Не очень уверен, что к этому правильно отнесутся модераторы, но обсуждение необходимости перевода личных местоимений время от времени все равно происходит, и есть мнения, что перевод местоимений часто бывает не нужен. А здесь уж очень удачный пример…
Для удобства считаем, что фраза эта имеет отношение к сериалу Дэвида Линча «Твин Пикс».
Итак, о местоимениях  .

Пусть будет три варианта фразы.
A.“Why was Laura Palmer killed?”  
Убийца/убийцы не упоминаются совсем. Убийцей может быть кто угодно. В том числе и Лиланд. Количество убийц – тоже может быть любым.
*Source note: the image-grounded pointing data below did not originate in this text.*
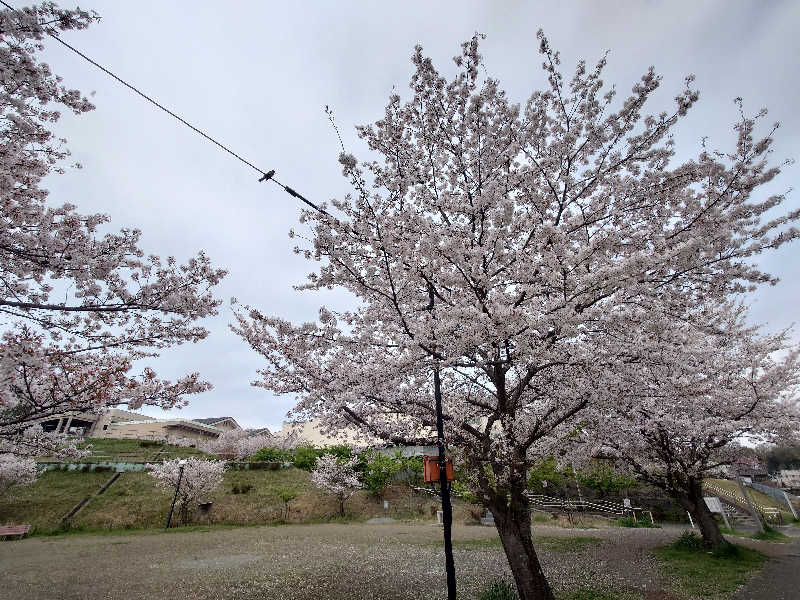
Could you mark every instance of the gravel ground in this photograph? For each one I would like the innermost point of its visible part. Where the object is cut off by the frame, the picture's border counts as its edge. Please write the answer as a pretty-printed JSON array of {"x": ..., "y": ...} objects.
[
  {"x": 780, "y": 579},
  {"x": 304, "y": 562}
]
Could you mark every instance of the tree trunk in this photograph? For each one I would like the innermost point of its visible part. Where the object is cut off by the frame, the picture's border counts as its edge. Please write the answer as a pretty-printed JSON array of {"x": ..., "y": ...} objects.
[
  {"x": 513, "y": 522},
  {"x": 709, "y": 528}
]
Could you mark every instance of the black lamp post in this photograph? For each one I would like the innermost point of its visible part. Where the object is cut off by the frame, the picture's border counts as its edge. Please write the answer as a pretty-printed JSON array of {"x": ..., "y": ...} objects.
[{"x": 182, "y": 464}]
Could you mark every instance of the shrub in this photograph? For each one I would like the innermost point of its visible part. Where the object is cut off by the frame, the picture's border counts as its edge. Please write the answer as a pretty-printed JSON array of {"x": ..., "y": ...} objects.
[
  {"x": 272, "y": 454},
  {"x": 306, "y": 455},
  {"x": 150, "y": 443},
  {"x": 378, "y": 471},
  {"x": 241, "y": 489},
  {"x": 499, "y": 590},
  {"x": 286, "y": 495},
  {"x": 690, "y": 541},
  {"x": 630, "y": 522}
]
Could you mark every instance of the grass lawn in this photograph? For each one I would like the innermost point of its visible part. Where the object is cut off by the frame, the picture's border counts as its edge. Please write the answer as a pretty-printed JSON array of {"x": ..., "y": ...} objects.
[
  {"x": 113, "y": 450},
  {"x": 595, "y": 594},
  {"x": 769, "y": 535},
  {"x": 134, "y": 502},
  {"x": 698, "y": 573},
  {"x": 550, "y": 543}
]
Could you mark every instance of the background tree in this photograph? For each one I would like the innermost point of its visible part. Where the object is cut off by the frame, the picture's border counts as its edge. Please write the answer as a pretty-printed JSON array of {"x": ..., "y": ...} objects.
[
  {"x": 603, "y": 479},
  {"x": 336, "y": 476},
  {"x": 505, "y": 246},
  {"x": 691, "y": 396},
  {"x": 79, "y": 306},
  {"x": 14, "y": 471},
  {"x": 237, "y": 444},
  {"x": 378, "y": 471},
  {"x": 199, "y": 481},
  {"x": 286, "y": 495}
]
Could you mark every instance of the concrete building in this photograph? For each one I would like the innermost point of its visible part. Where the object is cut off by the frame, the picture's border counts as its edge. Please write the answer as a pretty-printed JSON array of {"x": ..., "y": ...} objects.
[{"x": 123, "y": 424}]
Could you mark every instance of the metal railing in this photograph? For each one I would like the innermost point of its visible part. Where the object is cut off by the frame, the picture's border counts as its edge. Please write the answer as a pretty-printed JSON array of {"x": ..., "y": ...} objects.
[{"x": 771, "y": 513}]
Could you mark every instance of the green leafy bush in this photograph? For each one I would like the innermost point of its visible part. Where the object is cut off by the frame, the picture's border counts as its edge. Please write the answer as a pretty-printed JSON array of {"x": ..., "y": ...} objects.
[
  {"x": 688, "y": 540},
  {"x": 770, "y": 534},
  {"x": 643, "y": 523},
  {"x": 548, "y": 471},
  {"x": 378, "y": 471},
  {"x": 604, "y": 480},
  {"x": 305, "y": 457},
  {"x": 499, "y": 590},
  {"x": 270, "y": 454}
]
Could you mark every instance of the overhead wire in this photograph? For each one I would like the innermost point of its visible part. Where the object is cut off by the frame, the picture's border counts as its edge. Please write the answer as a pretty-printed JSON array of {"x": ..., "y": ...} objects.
[{"x": 265, "y": 175}]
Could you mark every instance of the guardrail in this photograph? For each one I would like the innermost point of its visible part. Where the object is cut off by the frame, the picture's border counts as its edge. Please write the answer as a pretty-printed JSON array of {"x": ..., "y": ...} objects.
[{"x": 769, "y": 512}]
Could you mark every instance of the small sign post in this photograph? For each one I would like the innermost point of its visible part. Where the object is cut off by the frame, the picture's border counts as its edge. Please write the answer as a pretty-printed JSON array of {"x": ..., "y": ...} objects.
[
  {"x": 714, "y": 505},
  {"x": 789, "y": 502}
]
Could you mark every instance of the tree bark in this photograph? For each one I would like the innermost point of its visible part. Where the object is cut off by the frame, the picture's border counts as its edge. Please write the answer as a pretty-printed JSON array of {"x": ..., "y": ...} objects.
[
  {"x": 709, "y": 528},
  {"x": 513, "y": 522}
]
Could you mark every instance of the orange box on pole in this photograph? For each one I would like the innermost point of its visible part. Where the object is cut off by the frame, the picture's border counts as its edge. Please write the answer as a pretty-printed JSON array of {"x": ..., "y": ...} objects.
[{"x": 432, "y": 473}]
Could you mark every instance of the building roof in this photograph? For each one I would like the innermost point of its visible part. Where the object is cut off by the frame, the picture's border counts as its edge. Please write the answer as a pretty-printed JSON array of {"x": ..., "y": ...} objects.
[
  {"x": 213, "y": 420},
  {"x": 172, "y": 423}
]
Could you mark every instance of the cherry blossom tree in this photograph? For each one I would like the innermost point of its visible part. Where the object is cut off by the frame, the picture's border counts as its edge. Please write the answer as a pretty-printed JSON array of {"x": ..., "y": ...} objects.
[
  {"x": 80, "y": 306},
  {"x": 14, "y": 471},
  {"x": 199, "y": 480},
  {"x": 691, "y": 396},
  {"x": 502, "y": 248},
  {"x": 336, "y": 476}
]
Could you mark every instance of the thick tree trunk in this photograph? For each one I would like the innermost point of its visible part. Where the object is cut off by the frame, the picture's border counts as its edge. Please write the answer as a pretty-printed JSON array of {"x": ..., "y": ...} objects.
[
  {"x": 704, "y": 518},
  {"x": 513, "y": 523}
]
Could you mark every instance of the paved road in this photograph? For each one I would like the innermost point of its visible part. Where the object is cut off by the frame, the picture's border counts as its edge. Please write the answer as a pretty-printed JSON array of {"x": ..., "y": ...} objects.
[{"x": 780, "y": 579}]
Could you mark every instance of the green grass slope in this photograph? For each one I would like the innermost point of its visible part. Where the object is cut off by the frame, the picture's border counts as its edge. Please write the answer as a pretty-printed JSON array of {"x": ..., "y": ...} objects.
[{"x": 134, "y": 501}]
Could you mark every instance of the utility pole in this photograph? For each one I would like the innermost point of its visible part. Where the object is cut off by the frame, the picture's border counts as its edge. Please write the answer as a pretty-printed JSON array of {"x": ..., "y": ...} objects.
[
  {"x": 444, "y": 485},
  {"x": 182, "y": 464}
]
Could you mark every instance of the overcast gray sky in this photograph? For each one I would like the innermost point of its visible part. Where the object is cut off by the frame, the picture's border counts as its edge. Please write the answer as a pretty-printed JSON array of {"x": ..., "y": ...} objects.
[{"x": 256, "y": 75}]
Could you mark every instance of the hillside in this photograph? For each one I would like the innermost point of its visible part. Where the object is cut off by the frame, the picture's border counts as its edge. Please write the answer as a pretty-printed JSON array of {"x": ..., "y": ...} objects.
[
  {"x": 113, "y": 450},
  {"x": 134, "y": 501}
]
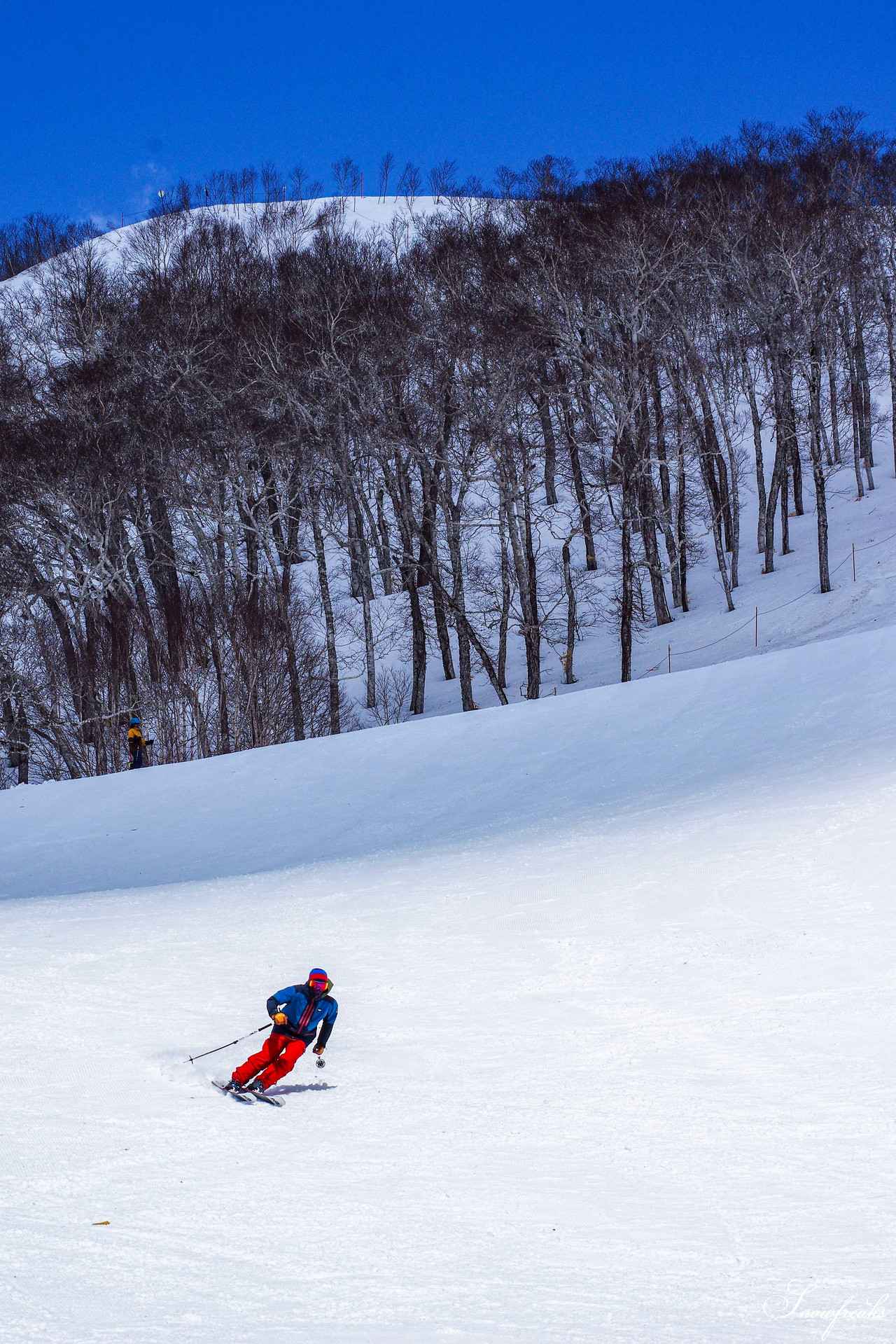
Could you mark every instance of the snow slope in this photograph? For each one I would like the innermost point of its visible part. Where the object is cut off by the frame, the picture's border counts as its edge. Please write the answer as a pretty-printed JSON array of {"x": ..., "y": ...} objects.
[{"x": 615, "y": 1044}]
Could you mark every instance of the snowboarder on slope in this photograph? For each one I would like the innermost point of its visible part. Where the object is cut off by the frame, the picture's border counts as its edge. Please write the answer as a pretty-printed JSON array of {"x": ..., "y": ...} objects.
[
  {"x": 296, "y": 1012},
  {"x": 134, "y": 745}
]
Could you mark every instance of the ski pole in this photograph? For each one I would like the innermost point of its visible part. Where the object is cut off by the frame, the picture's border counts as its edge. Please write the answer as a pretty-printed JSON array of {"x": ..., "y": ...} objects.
[{"x": 194, "y": 1058}]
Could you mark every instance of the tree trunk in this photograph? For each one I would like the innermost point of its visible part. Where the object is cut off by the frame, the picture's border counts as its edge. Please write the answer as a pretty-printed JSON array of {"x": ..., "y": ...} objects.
[
  {"x": 332, "y": 662},
  {"x": 571, "y": 614}
]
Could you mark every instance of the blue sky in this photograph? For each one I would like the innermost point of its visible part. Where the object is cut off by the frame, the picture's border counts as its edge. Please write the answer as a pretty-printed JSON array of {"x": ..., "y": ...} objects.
[{"x": 102, "y": 104}]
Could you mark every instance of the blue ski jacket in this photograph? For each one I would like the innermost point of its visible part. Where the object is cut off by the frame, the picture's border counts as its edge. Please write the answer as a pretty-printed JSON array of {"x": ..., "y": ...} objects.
[{"x": 304, "y": 1012}]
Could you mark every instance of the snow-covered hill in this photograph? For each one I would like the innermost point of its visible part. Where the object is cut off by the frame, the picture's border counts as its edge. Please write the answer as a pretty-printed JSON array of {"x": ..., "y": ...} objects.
[{"x": 615, "y": 1044}]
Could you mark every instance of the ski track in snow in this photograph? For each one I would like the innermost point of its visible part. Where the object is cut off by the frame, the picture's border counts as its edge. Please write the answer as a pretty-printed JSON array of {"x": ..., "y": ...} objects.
[{"x": 615, "y": 1045}]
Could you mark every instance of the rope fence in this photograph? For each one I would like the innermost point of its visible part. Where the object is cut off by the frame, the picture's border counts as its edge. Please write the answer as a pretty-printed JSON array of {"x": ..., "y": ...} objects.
[{"x": 754, "y": 618}]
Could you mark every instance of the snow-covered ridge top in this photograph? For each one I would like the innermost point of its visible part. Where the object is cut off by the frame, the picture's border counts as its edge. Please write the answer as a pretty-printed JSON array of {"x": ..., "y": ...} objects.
[{"x": 288, "y": 219}]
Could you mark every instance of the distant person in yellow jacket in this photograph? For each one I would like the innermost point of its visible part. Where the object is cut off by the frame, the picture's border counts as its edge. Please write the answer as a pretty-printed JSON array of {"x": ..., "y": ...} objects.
[{"x": 134, "y": 745}]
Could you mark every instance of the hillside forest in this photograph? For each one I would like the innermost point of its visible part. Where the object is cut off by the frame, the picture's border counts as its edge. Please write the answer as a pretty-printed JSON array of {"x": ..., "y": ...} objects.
[{"x": 265, "y": 475}]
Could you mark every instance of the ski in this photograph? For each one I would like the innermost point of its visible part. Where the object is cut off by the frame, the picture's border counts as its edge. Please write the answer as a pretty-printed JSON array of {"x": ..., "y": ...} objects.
[
  {"x": 230, "y": 1093},
  {"x": 272, "y": 1101}
]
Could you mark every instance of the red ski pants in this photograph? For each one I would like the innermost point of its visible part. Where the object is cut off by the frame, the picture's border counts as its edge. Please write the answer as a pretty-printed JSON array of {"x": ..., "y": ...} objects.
[{"x": 276, "y": 1058}]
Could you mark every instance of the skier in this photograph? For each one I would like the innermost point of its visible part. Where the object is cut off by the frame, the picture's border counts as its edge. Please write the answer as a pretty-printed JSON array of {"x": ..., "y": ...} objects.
[
  {"x": 134, "y": 745},
  {"x": 296, "y": 1013}
]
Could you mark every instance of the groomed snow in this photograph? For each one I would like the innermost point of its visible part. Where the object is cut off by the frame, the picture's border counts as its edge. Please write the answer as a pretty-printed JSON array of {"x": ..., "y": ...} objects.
[{"x": 615, "y": 1044}]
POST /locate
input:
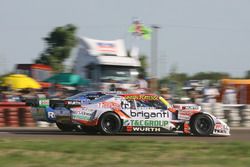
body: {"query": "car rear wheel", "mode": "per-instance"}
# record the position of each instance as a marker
(110, 123)
(202, 125)
(65, 127)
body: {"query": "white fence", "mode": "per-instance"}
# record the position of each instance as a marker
(235, 115)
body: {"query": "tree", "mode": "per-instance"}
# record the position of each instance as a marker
(60, 43)
(144, 65)
(247, 75)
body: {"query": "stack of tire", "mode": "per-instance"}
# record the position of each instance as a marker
(245, 116)
(232, 114)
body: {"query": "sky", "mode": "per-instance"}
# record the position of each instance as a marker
(194, 35)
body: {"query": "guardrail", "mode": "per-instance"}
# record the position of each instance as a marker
(15, 114)
(235, 115)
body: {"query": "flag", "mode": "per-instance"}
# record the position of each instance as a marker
(138, 29)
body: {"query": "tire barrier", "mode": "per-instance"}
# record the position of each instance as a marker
(15, 114)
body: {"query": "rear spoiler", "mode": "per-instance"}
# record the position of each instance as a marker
(52, 103)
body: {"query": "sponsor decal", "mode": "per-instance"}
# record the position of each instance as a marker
(146, 108)
(190, 107)
(105, 47)
(129, 128)
(125, 104)
(186, 128)
(51, 115)
(186, 114)
(146, 129)
(38, 113)
(141, 97)
(44, 102)
(112, 105)
(219, 127)
(73, 102)
(148, 115)
(83, 113)
(149, 123)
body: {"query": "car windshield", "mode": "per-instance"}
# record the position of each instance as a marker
(102, 98)
(86, 95)
(157, 104)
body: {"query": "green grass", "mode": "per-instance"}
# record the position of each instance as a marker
(22, 153)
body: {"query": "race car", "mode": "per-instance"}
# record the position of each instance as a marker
(137, 113)
(43, 109)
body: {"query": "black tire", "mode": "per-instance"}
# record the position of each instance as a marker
(89, 129)
(202, 125)
(109, 123)
(65, 127)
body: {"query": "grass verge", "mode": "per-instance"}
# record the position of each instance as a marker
(38, 153)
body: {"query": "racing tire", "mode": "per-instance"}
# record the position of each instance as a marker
(89, 129)
(65, 127)
(202, 125)
(109, 124)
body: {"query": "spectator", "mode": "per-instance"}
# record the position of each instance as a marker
(141, 84)
(210, 94)
(229, 96)
(165, 93)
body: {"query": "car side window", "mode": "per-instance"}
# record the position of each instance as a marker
(154, 104)
(127, 104)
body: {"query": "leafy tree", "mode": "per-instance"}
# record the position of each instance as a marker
(247, 76)
(59, 45)
(144, 65)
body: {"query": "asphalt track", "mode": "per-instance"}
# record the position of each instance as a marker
(237, 134)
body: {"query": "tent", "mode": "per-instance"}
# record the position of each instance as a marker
(67, 79)
(19, 81)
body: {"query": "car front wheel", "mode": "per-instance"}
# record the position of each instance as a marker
(202, 125)
(110, 123)
(65, 127)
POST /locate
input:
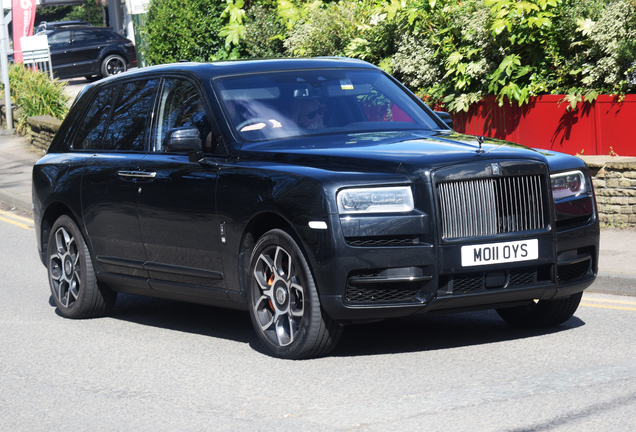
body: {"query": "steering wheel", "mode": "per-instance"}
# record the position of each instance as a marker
(253, 121)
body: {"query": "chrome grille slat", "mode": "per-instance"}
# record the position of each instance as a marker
(477, 208)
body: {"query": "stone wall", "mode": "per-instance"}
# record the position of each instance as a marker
(43, 129)
(615, 186)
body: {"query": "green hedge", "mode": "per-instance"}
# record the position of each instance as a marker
(448, 51)
(36, 94)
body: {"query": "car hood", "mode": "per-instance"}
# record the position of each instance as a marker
(389, 152)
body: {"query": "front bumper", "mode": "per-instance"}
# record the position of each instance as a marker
(369, 281)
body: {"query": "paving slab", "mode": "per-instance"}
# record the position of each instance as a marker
(17, 158)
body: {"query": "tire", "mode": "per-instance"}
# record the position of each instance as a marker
(112, 65)
(284, 303)
(544, 313)
(75, 289)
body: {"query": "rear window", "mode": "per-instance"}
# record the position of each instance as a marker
(294, 103)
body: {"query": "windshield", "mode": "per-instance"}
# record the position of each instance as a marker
(306, 102)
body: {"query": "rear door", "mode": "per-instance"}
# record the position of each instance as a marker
(85, 48)
(61, 55)
(177, 207)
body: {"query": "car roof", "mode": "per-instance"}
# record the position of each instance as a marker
(207, 71)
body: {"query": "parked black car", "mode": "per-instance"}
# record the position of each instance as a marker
(311, 192)
(88, 51)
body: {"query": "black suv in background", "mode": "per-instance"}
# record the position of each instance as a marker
(312, 193)
(84, 50)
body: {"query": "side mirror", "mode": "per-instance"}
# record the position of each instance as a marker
(183, 139)
(446, 118)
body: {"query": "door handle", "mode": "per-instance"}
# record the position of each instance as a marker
(137, 174)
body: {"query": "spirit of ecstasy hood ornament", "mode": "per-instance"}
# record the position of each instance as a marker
(480, 140)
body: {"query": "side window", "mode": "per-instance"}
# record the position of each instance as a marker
(126, 130)
(59, 39)
(84, 37)
(91, 132)
(181, 106)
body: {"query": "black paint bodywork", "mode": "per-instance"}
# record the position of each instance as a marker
(187, 234)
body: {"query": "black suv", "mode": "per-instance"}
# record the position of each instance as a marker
(89, 51)
(313, 193)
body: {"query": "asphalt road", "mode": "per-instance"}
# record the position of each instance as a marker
(157, 365)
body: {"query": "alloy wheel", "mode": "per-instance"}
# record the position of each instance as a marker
(279, 299)
(65, 269)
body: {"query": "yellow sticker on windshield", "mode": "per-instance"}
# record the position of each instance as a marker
(346, 85)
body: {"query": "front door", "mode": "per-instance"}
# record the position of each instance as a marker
(110, 180)
(177, 207)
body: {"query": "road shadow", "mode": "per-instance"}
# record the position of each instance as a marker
(416, 333)
(435, 332)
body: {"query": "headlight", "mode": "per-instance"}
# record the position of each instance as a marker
(375, 200)
(568, 184)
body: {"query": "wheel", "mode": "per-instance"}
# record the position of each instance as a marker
(284, 303)
(76, 292)
(112, 65)
(543, 313)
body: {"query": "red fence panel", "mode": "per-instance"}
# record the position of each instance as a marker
(599, 128)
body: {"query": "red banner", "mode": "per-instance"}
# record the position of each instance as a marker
(23, 19)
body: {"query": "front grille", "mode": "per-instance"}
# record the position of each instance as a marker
(570, 272)
(491, 206)
(381, 293)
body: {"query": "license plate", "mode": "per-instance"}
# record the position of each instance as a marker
(497, 253)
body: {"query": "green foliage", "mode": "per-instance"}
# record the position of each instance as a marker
(36, 94)
(189, 30)
(263, 33)
(447, 51)
(234, 31)
(326, 29)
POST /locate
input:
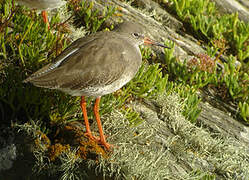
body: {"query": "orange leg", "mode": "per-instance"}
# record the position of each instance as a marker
(101, 132)
(45, 18)
(83, 107)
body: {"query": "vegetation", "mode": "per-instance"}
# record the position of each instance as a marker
(26, 45)
(224, 35)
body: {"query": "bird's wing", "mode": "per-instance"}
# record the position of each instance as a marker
(87, 62)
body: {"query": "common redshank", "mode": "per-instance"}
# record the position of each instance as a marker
(95, 65)
(42, 5)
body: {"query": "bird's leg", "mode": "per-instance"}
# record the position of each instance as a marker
(45, 18)
(84, 112)
(101, 132)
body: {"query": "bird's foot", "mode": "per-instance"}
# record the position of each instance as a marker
(99, 141)
(90, 136)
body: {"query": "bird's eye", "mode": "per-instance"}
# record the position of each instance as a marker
(136, 34)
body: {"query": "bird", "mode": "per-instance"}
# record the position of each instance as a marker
(42, 5)
(95, 65)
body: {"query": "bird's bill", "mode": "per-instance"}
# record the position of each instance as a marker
(149, 41)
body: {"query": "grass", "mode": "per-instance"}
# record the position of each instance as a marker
(222, 35)
(27, 45)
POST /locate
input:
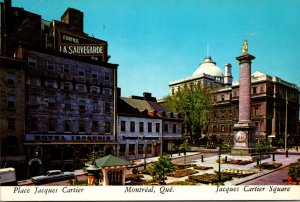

Переводы “Почему была убита Лора Палмер?” и “Почему убили Лору Палмер?” в данном случае ничего не искажают и оба могут быть приемлемы.

B. “Why did he kill Laura Palmer?” 
Убийца один, и это мужчина. Получается, убийца – Лиланд, однозначно. Не упомянуть его в переводе, значит упустить весь смысл. Поэтому «Почему он убил Лору Палмер?» - это правильно, а «Почему убили Лору Палмер?» и «Почему была убита Лора Палмер?» - нет.

C. Теперь наше “Why did they kill Laura Palmer?”
То есть, убийца – однозначно не Лиланд. По крайней мере, не один Лиланд, а был еще кто-то. Сможем ли мы на это указать, если переведем: “Почему убили Лору Палмер?” Ведь этот вариант оставляет и возможность убийства Лиландом в одиночку (но и любой другой вариант допускает)?
Теперь вариант “Почему они убили Лору Палмер?” 
Смысл перевода изменился.
Давайте признаем, что он полностью соответствует исходной фразе. Убийц, по мнению автора этой фразы, было больше одного. 
НО ТАК ЛИ ЭТО?


----------



## beenni

Thank you guys. You were very helpful.
It's strange that little things like this one can cause so many issues and doubts.
So, most of you answered in Russian which I love but I'm not a fluent speaker of it (I can understand some few stuff though).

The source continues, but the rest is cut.